RSI

The Relative Strength Index (RSI) is a momentum indicator that oscillates between 0 and 100, measuring the magnitude of recent price gains against recent losses to identify overbought or oversold conditions. Developed by J. Welles Wilder Jr. in 1978, it remains one of the most widely used technical analysis tools in crypto trading.


How It Works

RSI is calculated using the average gain and average loss over a specified period (typically 14 periods — days, hours, or candles depending on the timeframe).

Calculation steps:

  1. Calculate average gain and average loss over 14 periods.
  2. Relative Strength (RS) = Average Gain / Average Loss
  3. RSI = 100 – (100 / (1 + RS))

Interpreting RSI values:

RSI Range Signal Interpretation
70-100 Overbought Asset may be overvalued; potential pullback
30-70 Neutral No strong signal
0-30 Oversold Asset may be undervalued; potential bounce

In crypto markets, some traders adjust thresholds to 80/20 due to the asset class’s higher volatility. During strong bull markets, Bitcoin’s RSI can remain above 70 for extended periods without an immediate reversal.

RSI Divergences

Some of the most actionable RSI signals come from divergences — when price and RSI move in opposite directions:

  • Bullish divergence — Price makes a lower low, but RSI makes a higher low. Suggests weakening downward momentum and a potential reversal upward.
  • Bearish divergence — Price makes a higher high, but RSI makes a lower high. Suggests weakening upward momentum and a potential reversal downward.

Divergences are leading indicators — they often precede actual price reversals by several candles, giving traders time to position.

RSI in Crypto vs. Traditional Markets

Crypto markets trade 24/7 with higher volatility than equities. This means:

  • RSI triggers more frequently and often more violently
  • Extended overbought/oversold readings are more common
  • Multi-timeframe RSI analysis (e.g., daily + 4-hour) is especially useful for filtering false signals
  • RSI works best in conjunction with volume, support/resistance levels, and other indicators

History

  • 1978 — J. Welles Wilder Jr. introduced RSI in his book “New Concepts in Technical Trading Systems,” originally designed for commodity markets.
  • 2017 — Bitcoin’s RSI on the monthly chart reached extreme overbought levels above 95 in December, preceding the crash from ~$20,000.
  • 2020 — RSI was widely cited during Bitcoin’s breakout above $10,000, with bullish divergences on the weekly chart foreshadowing the run to $64,000.
  • 2022 — Bitcoin’s monthly RSI hit levels below 30 for the first time since 2015 during the bear market bottom near $16,000, signaling extreme oversold conditions.

Common Misconceptions

“RSI above 70 means you should sell immediately.”
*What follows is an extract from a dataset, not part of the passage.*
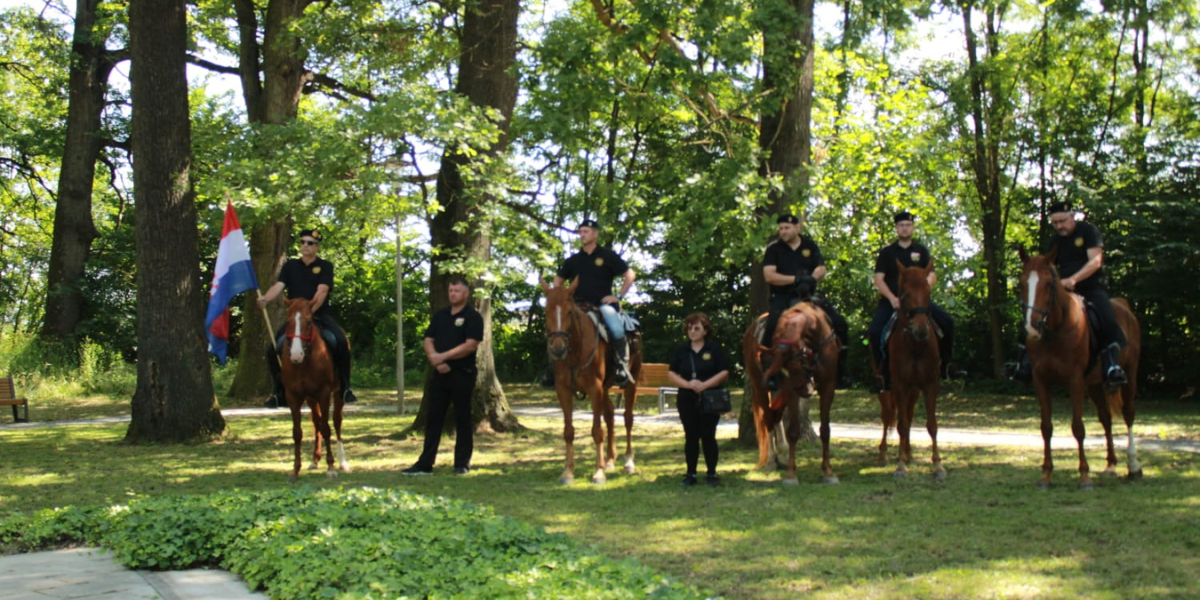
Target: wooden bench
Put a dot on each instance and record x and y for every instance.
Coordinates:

Overbought does not mean overpriced. In strong trends, assets can remain overbought for weeks or months. RSI above 70 signals momentum strength, not an automatic sell signal. Context matters.

“RSI works reliably on its own.”

No single indicator is reliable in isolation. RSI is most effective when combined with support/resistance analysis, volume confirmation, and broader market context. Professional traders rarely make decisions based on RSI alone.


Social Media Sentiment

RSI is the most frequently cited technical indicator on crypto Twitter and trading communities. “RSI is screaming oversold” and “monthly RSI divergence” are common phrases during market inflection points. Critics argue that RSI-based trading encourages dangerous “buy the dip” behavior in genuine downtrends, while proponents point to its historical accuracy at macro tops and bottoms.